Eisenstein Series on Covers of Odd Orthogonal Groups

TL;DR

This paper proves a conjecture relating Whittaker coefficients of Eisenstein series on covers of odd orthogonal groups to crystal graph theory, using automorphic and combinatorial methods, and extends results to even degree covers.

Contribution

It establishes the conjecture connecting Whittaker coefficients to crystal graphs for odd degree covers and provides a formula for even degree cases, confirming a broader conjecture.

Findings

Proved the conjecture for odd degree covers using automorphic and combinatorial methods.

Derived a formula for Whittaker coefficients in even degree covers.

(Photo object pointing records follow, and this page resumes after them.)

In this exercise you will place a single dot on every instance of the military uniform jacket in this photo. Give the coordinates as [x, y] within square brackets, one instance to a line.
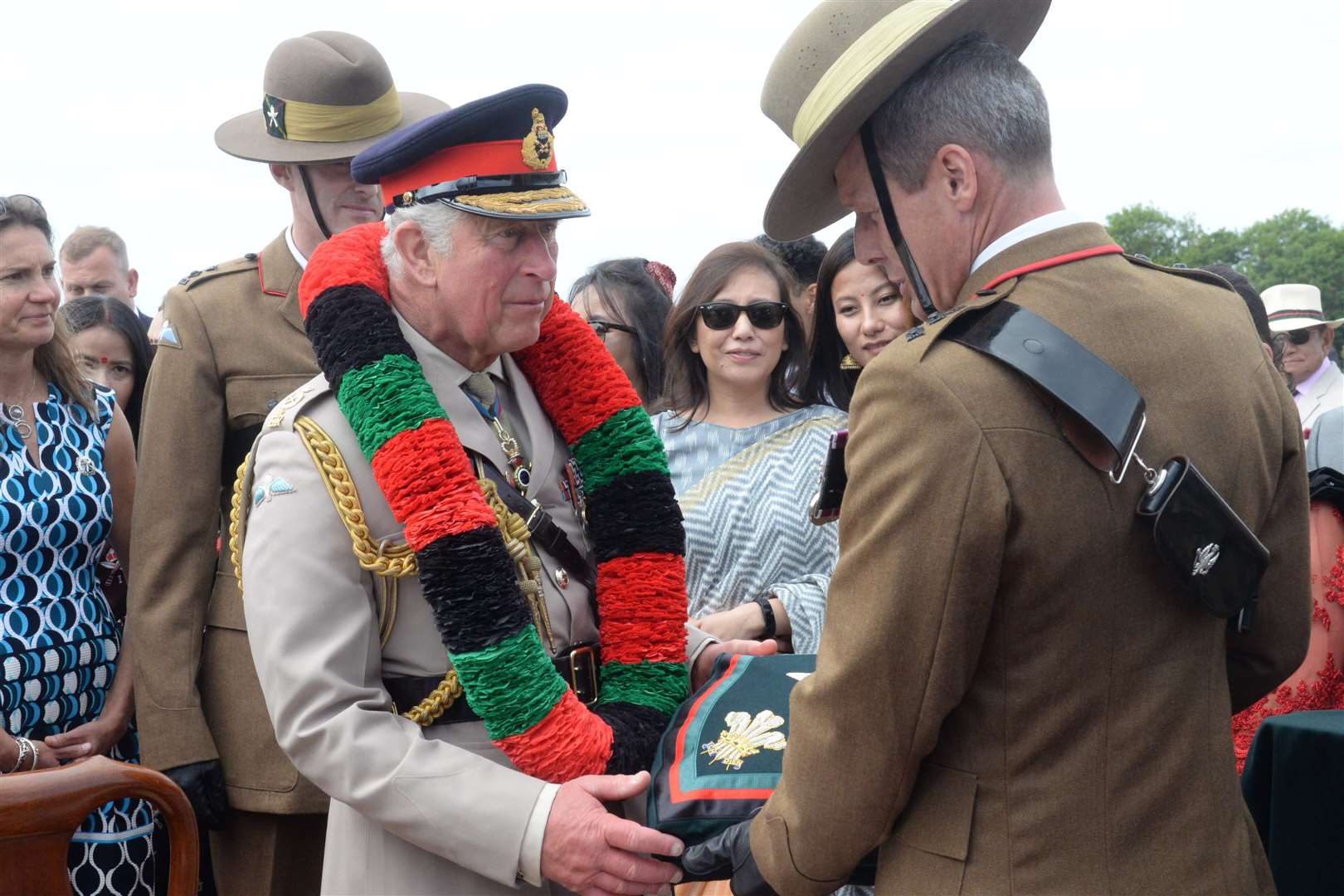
[234, 347]
[1012, 694]
[414, 811]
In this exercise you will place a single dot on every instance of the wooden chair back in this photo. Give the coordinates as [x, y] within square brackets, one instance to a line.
[39, 811]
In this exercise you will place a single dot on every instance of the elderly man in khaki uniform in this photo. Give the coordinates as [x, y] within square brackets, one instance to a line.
[1014, 694]
[233, 345]
[429, 668]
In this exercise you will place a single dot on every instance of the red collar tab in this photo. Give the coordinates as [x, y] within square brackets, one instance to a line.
[465, 160]
[1112, 249]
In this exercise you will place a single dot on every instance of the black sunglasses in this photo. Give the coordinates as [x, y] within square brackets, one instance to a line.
[724, 314]
[1300, 336]
[602, 328]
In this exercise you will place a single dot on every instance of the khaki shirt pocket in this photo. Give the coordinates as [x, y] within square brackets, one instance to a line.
[932, 839]
[251, 398]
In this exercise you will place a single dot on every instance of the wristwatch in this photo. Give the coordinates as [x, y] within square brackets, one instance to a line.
[767, 611]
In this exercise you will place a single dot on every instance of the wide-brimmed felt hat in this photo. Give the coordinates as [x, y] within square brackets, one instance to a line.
[843, 62]
[492, 156]
[1296, 306]
[327, 95]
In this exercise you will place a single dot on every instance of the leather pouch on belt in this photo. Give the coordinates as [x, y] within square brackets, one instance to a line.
[1214, 557]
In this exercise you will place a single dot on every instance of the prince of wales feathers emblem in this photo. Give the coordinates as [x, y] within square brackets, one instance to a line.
[745, 737]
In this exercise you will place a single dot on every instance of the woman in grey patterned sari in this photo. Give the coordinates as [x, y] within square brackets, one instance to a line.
[745, 453]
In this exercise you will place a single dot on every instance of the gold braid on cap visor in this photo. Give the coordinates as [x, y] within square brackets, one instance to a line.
[860, 60]
[323, 124]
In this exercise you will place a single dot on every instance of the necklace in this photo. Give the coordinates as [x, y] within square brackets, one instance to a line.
[466, 574]
[15, 412]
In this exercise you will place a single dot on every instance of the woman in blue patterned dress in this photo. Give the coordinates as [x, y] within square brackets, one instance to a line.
[745, 451]
[66, 480]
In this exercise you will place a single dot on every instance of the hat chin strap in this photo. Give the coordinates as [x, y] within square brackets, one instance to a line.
[889, 217]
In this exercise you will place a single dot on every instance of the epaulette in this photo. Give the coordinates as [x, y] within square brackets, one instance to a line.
[197, 277]
[1192, 273]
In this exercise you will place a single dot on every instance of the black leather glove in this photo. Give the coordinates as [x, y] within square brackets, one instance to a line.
[203, 782]
[728, 856]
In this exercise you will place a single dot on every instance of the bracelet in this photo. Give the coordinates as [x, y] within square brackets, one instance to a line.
[767, 613]
[24, 748]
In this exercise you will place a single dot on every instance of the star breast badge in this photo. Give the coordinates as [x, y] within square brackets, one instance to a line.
[745, 738]
[273, 109]
[538, 145]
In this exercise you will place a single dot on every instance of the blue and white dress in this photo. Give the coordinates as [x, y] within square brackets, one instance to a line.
[60, 642]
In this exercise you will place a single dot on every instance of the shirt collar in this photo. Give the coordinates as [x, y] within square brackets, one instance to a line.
[293, 249]
[1034, 227]
[1305, 386]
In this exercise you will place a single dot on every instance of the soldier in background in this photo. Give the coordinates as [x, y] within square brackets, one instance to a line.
[230, 348]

Confirmed a Lie-theoretic description of coefficients for large n.

Abstract

We study the Whittaker coefficients of the minimal parabolic Eisenstein series on the $n$-fold cover of the split odd orthogonal group $SO_{2r+1}$. If the degree of the cover is odd, then Beineke, Brubaker and Frechette have conjectured that the $p$-power contributions to the Whittaker coefficients may be computed using the theory of crystal graphs of type C, by attaching to each path component a Gauss sum or a degenerate Gauss sum depending on the fine structure of the path. We establish their conjecture using a combination of automorphic and combinatorial-representation-theoretic methods. Surprisingly, we must make use of the type A theory, and the two different crystal graph descriptions of Brubaker, Bump and Friedberg available for type A based on different factorizations of the long word into simple reflections. We also establish a formula for the Whittaker coefficients in the even degree cover case, again based on crystal graphs of type C. As a further consequence, we establish a Lie-theoretic description of the coefficients for $n$ sufficiently large, thereby confirming a conjecture of Brubaker, Bump and Friedberg.